# Tutorial 09 - Grouping and Aggregating - Part 1

The real power of data analysis with `DataFrames` comes into focus when we start utilizing the `.groupby()` and `.agg()` methods.  This is known as *grouping* and *aggegregating*.

Talking about grouping in the abstract can be confusing; I think it's best to see grouping in action by doing meaningful calculations.

The purpose of this tutorial is to introduce grouping and aggregation by way of following finance task: calculating monthly returns and volatilies for several assets.

## Loading Packages

Let's load the packages that we will need for this tutorial.

In [None]:
##> import numpy as np
##> import pandas as pd




## Reading-In Data

The analysis we will be performing will be on the set of of December 2018 prices for `SPY`, `IWM`, `QQQ`, `DIA`.

Let's read that data in from the CSV file.

In [None]:
##> df_etf = pd.read_csv("../data/index_etf_dec_2018.csv")
##> df_etf.head()




**Coding Challenge:** Use `DataFrame` masking to isolate all the `QQQ` rows.

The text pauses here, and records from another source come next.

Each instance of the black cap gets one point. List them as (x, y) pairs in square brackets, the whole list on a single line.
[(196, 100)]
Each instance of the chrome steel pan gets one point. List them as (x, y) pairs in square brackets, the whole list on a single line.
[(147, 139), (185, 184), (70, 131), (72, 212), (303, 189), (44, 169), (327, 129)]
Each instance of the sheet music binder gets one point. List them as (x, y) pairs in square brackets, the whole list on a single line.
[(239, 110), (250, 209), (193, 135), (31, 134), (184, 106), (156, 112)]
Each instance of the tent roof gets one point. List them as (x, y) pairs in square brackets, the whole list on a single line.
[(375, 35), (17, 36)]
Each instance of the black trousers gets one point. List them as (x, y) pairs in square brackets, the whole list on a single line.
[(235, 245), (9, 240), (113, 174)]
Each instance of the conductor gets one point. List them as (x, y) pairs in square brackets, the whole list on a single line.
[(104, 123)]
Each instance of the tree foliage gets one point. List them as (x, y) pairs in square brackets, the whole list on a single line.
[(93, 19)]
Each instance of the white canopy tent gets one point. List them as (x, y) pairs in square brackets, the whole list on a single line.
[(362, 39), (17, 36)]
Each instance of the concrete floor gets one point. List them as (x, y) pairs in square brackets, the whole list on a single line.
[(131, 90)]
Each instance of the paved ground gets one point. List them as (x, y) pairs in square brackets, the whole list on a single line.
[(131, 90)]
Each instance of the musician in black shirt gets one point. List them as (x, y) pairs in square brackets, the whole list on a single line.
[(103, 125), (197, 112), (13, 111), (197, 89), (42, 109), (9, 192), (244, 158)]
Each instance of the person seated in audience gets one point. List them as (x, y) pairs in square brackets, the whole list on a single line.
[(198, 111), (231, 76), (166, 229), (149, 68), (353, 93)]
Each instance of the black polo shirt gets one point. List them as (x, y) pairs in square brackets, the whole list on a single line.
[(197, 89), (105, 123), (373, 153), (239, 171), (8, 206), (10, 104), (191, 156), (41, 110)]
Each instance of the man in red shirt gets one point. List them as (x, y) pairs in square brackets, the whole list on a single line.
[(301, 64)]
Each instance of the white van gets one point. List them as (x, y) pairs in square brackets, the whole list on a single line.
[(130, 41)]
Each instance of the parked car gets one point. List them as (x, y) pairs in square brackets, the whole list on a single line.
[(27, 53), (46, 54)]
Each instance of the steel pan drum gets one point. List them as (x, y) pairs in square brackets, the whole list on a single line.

## Calculating Daily Returns

The following bit of code calculates the daily return for each day and each symbol.  It's similar to the code we used in a previous tutorial except there is some logic to deal with the fact that there are different symbols in the same data set.  For the purposes of this tutorial you can simply run the cod.  If you are curious about it, I encourage you to analyze it on your own.

In [None]:
df_etf['return'] = np.nan
for ix in range(1, df_etf.shape[0]):
    
    # grabbing symbols from df_etf
    curr_sym = df_etf.at[ix, 'symbol']
    prev_sym = df_etf.at[ix-1, 'symbol']
    
    # grabbling prices from df_etf
    curr_px = df_etf.at[ix, 'close']
    prev_px = df_etf.at[ix-1, 'close']
    
    # calculating return
    if curr_sym == prev_sym:
        df_etf.at[ix, 'return'] = (curr_px / prev_px) - 1

df_etf.head()

The first date in our data set is November 30, 2018.  As a simple sanity check, let's utilize `DataFrame` masking to make sure that all those returns are set as `NaN`, since the return is not defined on the first day.

In [None]:
##> df_etf[df_etf.date == '2018-11-30']



Our sanity check looks good.

We'll now proceed to calculating monthly returns and volatility for each of the ETFs in our data set.  This amounts to first grouping on `symbol`, and then aggregating the `returns`.  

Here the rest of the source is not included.